Sie bekommen vorher eine genaue Einweisung und danach regelmäßig Schulungen. "Sie machen das ehrenamtlich. Aber es gibt eine kleine Pauschale als Aufwandsentschädigung." Ehrenamtliche Beobachter werden außerdem permanent gesucht; allein für Bayern listet der DWD dafür aktuell mehr als 50 verschiedene Orte auf.

Im Hitzesommer 2015 ist Magdalena Michelsens kleiner Garten berühmt geworden. "Am Anfang war mir gar nicht bewusst, dass es schon so heiß war.
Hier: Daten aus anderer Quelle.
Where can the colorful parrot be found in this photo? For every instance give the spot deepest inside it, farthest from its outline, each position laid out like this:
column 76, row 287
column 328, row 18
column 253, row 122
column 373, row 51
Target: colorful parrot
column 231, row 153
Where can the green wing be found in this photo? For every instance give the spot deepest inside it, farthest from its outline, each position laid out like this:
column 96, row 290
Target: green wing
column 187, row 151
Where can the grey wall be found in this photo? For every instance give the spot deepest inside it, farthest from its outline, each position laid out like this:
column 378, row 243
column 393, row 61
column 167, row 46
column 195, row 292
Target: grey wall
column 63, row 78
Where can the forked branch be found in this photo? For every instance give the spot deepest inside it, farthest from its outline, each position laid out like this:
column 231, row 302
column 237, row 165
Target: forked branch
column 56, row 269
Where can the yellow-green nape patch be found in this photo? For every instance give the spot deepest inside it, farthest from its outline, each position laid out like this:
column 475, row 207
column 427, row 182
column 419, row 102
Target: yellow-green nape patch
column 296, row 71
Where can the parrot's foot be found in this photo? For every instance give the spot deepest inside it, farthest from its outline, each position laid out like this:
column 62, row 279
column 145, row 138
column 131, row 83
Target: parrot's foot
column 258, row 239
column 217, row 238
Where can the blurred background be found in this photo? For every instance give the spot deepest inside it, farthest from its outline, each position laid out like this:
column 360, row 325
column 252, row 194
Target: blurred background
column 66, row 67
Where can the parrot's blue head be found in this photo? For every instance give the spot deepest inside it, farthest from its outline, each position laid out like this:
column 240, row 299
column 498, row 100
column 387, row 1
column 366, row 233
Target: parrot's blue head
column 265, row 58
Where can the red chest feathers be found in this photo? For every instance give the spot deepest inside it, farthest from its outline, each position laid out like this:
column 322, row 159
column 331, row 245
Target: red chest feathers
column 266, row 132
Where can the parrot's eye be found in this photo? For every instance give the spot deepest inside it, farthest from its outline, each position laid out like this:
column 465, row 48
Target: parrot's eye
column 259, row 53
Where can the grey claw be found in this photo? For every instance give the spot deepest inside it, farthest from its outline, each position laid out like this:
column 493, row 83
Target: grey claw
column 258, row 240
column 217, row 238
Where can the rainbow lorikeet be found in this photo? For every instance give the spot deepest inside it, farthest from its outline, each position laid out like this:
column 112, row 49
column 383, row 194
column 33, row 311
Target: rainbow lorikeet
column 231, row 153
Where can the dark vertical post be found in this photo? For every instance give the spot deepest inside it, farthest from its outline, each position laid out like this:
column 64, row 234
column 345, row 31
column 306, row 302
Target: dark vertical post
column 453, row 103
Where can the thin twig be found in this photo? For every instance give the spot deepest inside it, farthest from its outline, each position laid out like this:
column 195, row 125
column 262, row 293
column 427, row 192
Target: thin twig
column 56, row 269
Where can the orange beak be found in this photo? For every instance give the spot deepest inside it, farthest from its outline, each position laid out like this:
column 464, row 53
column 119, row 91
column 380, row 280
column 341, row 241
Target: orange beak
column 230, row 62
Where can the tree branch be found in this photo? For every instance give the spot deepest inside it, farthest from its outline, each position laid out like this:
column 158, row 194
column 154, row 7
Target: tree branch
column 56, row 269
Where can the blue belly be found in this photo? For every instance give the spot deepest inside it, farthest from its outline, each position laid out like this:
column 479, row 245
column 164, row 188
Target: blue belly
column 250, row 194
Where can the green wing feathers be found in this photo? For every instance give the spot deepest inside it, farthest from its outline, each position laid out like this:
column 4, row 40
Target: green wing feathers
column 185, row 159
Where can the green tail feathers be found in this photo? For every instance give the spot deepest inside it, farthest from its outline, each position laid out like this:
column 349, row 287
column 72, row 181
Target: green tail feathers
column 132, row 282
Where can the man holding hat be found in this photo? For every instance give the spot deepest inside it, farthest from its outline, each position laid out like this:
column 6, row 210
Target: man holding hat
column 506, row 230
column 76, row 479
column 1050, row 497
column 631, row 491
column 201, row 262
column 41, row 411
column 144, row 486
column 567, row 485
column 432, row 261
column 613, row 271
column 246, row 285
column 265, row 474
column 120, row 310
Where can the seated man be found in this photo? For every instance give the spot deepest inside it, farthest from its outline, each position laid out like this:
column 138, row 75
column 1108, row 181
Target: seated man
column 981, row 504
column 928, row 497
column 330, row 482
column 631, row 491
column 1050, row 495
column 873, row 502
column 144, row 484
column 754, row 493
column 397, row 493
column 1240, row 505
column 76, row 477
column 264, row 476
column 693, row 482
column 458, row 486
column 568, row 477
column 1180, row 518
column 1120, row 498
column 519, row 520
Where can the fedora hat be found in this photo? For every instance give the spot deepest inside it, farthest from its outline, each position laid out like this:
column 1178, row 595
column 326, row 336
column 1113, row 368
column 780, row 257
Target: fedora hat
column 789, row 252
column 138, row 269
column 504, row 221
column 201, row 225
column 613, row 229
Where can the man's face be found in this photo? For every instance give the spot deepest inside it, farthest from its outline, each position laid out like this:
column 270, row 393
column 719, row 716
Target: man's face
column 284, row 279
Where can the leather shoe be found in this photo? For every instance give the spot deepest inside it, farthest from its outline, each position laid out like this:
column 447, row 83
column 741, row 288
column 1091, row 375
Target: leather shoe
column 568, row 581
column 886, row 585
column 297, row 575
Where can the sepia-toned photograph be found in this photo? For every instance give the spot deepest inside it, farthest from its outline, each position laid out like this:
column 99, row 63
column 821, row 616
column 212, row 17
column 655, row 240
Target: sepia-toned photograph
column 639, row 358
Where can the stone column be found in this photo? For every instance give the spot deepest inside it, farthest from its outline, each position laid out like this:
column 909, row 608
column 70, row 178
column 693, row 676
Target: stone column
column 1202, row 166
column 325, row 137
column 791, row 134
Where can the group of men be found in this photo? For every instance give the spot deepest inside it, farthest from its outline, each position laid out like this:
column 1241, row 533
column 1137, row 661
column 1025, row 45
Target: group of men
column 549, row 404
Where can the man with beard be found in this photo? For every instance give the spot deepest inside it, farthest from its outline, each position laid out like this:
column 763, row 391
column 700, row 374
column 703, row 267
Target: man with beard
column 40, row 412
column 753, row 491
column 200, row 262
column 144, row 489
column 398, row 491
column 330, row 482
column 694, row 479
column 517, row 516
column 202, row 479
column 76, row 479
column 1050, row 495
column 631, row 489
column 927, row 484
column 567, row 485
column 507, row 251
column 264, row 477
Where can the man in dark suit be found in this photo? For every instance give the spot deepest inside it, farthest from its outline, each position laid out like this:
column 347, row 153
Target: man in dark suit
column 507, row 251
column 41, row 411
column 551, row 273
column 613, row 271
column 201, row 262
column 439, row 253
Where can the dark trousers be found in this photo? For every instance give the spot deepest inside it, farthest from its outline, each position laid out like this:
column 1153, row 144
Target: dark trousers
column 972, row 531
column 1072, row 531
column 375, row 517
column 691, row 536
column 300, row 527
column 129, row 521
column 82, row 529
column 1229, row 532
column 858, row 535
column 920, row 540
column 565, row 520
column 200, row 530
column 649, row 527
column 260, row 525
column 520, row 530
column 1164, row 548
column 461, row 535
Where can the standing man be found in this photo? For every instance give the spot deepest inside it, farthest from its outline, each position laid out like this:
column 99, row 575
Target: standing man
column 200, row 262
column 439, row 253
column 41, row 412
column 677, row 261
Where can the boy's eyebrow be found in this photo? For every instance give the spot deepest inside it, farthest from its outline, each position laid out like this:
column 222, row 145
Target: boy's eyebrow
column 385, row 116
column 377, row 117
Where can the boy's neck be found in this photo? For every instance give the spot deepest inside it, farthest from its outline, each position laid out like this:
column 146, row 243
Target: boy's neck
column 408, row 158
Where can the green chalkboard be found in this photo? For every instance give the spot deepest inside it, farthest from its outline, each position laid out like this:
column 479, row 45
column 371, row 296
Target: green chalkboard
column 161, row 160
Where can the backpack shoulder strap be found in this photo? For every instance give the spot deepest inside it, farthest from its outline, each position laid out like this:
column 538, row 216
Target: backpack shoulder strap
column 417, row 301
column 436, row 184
Dann habe ich es im Radio gehört und habe mal nachgeschaut", erinnert sie sich.

Schon kurz danach stand das Telefon nicht mehr still. Am nächsten Tag gaben sich die Journalisten die Klinke in die Hand. "Von früh bis spät abends habe ich ihnen die Wetterstation gezeigt und Interviews gegeben."

Für Donnerstag hat der Deutsche Wetterdienst die höchsten Temperaturen der Woche angekündigt. Michelsen freut sich schon darauf. Sie würde gern noch ein paar Hitzerekorde knacken. "Ich denke schon, dass wir dieses Jahr noch mehrmals die heißeste Station sind."(dpa)

500 Stationen zur automatischen Messung

betreibt der Deutsche Wetterdienst in Deutschland.